Regular infection surveillance was performed throughout the course of the disease. Apart from two positive NPA PCR results for human coronavirus OC43, a single positive blood PCR for CMV and an isolated tracheal aspirate culture sample with growth of Pseudomonas non-aeruginosa, no pathogens other than RSV could be detected. Despite empirical treatment against CMV and Pseudomonas, it was unlikely that these pathogens contributed significantly to the clinical deterioration. Inflammation was monitored regularly, but C-reactive protein levels remained normal almost through the entire course of the disease.

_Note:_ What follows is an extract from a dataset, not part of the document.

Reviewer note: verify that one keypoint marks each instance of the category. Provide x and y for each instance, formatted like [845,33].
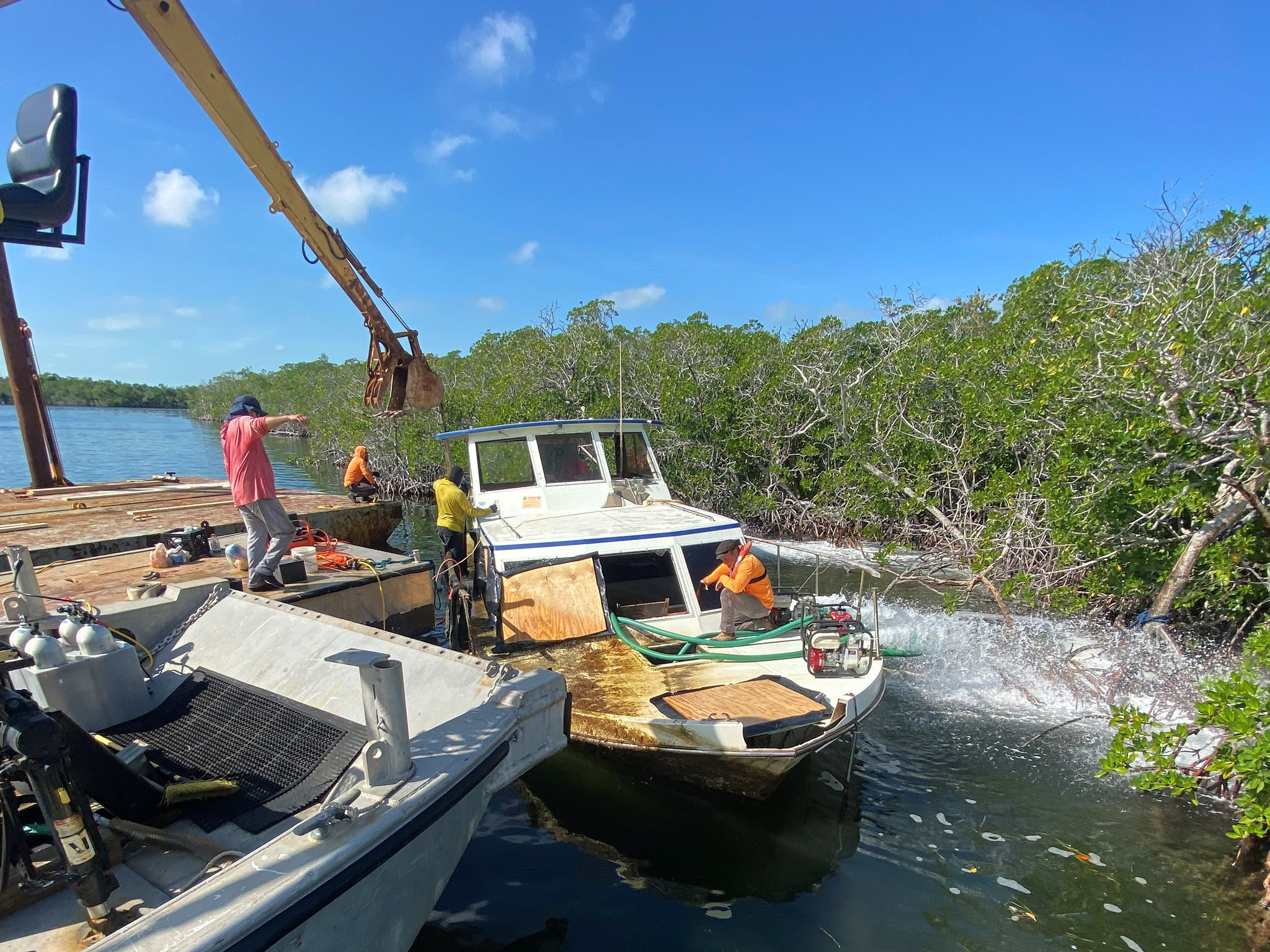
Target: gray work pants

Although impossible to prove, this boy’s life might have been saved by the initiation of palivizumab prophylaxis immediately after confirmation of the SCID diagnosis. Direct evidence of the efficacy of anti-RSV monoclonal antibodies in SCID is unlikely to ever be available due to the obvious limitations in conducting such studies. Not only does the rarity of this disease limit the numbers of potential study participants, but also not giving prophylaxis to the control group would raise significant ethical issues. Most European countries, including the majority of countries with established SCID NBS programs, recommend the use or at least considering the use of anti-RSV monoclonal antibodies in SCID for RSV prophylaxis in their local guidelines despite the lack of direct evidence of its effectiveness [5]. These are also recommended as routine RSV prophylaxis in SCID in the USA [2]. To the best of our knowledge, no other patient detected by SCID NBS has experienced a fatal RSV infection. This is an indirect indication of the efficacy of anti-RSV monoclonal antibodies for RSV prevention in SCID patients. It is therefore of utmost importance to make them available for SCID patients in all parts of the world. In particular, countries that can afford newborn screening programs should provide access to monoclonal antibodies for RSV prevention for all SCID patients.